でも、なかなかその違いが、一般の方には見えないのが現実ですね。
私たち建築家は、その違いを表現する努力が足りないのでしょうね。
反省しています。

でも、苦労されて出来上がった住宅に満足されているようなので、良かったですね。

しかし出来上がった後は、関係ないというそのロデュース会社の態度は、許せません。
何のために、中間に入っているのでしょうか。


ただし全てのプロデュース会社が悪いわけではないと思います。

しかし、冷静に考えて、クライアントにとって費用が発生しないというプロデュース会社は、基本的におかしいと思います。

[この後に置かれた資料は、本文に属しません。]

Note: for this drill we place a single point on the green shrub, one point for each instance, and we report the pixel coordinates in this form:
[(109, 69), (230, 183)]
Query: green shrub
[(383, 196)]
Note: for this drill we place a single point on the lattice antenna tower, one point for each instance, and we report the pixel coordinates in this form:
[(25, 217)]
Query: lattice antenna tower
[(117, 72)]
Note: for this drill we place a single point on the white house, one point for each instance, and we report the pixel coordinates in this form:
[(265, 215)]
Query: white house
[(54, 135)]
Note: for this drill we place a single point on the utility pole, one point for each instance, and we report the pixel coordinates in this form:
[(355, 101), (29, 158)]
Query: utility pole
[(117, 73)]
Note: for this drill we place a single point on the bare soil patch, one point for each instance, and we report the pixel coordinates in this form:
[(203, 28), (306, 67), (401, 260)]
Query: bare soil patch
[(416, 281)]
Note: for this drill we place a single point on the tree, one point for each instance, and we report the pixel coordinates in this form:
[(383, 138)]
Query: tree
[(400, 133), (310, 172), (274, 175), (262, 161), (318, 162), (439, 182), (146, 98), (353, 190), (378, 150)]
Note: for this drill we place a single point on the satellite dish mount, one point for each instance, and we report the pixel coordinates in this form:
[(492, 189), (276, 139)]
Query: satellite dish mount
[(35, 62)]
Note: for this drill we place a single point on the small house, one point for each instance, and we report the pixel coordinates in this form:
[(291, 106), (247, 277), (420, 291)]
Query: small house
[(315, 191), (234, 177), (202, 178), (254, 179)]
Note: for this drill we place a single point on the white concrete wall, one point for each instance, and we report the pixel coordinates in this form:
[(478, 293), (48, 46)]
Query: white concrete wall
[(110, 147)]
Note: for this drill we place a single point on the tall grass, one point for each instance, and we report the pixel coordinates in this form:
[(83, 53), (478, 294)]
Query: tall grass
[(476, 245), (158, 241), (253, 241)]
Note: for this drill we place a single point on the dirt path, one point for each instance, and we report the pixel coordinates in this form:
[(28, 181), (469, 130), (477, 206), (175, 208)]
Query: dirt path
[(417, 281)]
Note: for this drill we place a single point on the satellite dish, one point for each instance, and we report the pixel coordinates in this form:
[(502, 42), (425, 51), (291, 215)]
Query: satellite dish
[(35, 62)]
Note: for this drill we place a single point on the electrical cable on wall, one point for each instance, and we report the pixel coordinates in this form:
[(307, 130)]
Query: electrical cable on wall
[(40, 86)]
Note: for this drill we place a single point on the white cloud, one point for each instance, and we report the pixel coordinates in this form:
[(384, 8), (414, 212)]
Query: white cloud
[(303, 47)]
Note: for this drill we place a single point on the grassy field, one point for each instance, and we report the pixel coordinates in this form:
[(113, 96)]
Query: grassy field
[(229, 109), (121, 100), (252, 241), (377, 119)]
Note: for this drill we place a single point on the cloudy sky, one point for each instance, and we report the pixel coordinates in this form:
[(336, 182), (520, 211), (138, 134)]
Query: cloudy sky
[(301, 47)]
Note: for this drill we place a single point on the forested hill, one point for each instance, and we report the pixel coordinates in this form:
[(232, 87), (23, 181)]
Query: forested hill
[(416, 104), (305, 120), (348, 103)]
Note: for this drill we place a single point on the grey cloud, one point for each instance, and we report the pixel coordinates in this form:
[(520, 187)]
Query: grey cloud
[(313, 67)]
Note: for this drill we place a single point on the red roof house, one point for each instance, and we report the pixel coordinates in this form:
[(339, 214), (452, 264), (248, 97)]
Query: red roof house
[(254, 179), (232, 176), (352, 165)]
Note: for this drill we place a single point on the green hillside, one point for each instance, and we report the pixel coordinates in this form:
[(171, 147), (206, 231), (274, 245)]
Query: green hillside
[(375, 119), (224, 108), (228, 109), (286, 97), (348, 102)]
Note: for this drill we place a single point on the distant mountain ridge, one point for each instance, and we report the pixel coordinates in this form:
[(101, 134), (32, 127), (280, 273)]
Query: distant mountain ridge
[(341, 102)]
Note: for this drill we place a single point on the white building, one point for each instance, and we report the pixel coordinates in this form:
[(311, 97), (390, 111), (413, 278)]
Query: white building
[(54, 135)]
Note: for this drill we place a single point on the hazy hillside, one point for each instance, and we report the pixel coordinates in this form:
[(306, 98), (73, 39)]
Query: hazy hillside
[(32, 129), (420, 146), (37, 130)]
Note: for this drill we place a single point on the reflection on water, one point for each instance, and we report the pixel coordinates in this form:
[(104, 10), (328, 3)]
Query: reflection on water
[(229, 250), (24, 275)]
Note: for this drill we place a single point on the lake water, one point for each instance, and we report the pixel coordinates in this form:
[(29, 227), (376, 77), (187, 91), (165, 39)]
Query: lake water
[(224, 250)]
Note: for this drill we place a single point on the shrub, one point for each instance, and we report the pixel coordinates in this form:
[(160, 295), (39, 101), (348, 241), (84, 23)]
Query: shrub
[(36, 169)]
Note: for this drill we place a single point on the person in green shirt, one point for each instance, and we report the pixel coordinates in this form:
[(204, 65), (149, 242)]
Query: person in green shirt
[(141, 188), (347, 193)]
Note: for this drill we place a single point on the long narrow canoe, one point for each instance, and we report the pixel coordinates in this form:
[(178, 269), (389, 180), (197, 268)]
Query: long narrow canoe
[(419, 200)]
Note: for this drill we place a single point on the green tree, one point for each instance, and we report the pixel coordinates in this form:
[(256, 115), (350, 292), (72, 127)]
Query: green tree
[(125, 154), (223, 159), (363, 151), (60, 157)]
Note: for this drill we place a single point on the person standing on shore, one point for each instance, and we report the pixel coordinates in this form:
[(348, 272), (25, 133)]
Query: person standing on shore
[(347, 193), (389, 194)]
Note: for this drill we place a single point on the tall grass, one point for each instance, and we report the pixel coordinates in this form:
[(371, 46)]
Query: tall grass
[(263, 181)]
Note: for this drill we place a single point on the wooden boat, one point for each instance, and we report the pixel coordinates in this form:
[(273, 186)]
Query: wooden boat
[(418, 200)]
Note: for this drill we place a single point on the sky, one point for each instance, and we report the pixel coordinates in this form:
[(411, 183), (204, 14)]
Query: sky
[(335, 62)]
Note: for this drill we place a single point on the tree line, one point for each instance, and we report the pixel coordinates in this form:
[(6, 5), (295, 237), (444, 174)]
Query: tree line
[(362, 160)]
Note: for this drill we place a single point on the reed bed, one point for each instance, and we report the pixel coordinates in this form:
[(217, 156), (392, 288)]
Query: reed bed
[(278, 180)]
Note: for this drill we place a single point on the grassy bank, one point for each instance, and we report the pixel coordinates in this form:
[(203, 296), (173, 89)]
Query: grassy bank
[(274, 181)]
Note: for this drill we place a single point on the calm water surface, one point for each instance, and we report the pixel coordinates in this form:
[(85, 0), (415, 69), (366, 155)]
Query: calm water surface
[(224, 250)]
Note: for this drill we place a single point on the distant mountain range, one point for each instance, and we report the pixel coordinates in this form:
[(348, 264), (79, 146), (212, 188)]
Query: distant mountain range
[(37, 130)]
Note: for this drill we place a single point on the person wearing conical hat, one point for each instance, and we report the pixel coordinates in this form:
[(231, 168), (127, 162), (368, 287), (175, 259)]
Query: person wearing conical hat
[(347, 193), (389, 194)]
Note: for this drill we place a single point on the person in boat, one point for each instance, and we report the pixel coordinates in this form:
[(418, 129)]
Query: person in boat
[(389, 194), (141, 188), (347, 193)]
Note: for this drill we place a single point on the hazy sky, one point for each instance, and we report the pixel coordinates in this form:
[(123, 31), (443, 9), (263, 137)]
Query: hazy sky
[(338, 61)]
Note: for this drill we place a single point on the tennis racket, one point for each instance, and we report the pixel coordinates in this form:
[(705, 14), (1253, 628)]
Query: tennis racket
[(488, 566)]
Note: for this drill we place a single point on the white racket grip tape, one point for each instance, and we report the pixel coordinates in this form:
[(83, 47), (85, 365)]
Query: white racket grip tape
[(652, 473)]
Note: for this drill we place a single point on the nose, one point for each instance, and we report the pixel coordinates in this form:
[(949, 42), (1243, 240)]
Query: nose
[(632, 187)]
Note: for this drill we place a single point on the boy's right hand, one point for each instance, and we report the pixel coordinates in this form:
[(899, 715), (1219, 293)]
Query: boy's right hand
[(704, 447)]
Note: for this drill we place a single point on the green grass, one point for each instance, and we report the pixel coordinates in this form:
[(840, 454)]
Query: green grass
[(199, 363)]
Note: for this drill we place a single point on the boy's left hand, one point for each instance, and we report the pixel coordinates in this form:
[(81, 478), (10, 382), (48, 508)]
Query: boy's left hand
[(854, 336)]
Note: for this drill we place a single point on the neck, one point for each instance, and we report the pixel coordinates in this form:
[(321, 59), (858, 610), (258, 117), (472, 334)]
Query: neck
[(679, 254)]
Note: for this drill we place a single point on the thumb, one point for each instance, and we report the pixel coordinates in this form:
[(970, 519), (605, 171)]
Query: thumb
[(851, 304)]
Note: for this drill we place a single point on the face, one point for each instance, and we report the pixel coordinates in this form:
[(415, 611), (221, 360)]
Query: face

それだけ、プロジェクトに多くの人がかかわるのであるなら、人件費は嵩むはずです。
無料かほとんど費用がかからないような仕組みは基本的にあり得ないはずです。
その場合はどこか裏取引で、おかしな費用の授受が行われているのだと推測されます。

私自身は、住宅という比較的少人数の作り手で、施工可能な建築は、出来る限りお互いの顔が見え、コミュニケーションが直接とれる形態が理想だと考えているので、住宅プロデュース会社には、反対の立場です。

建築家が、モノのデザインだけでなく、つくるプロセスをデザインすることが大切だと考えて日々悪戦苦闘しています。

日記読んでいただきありがとうございました。

ということで、失礼いたします。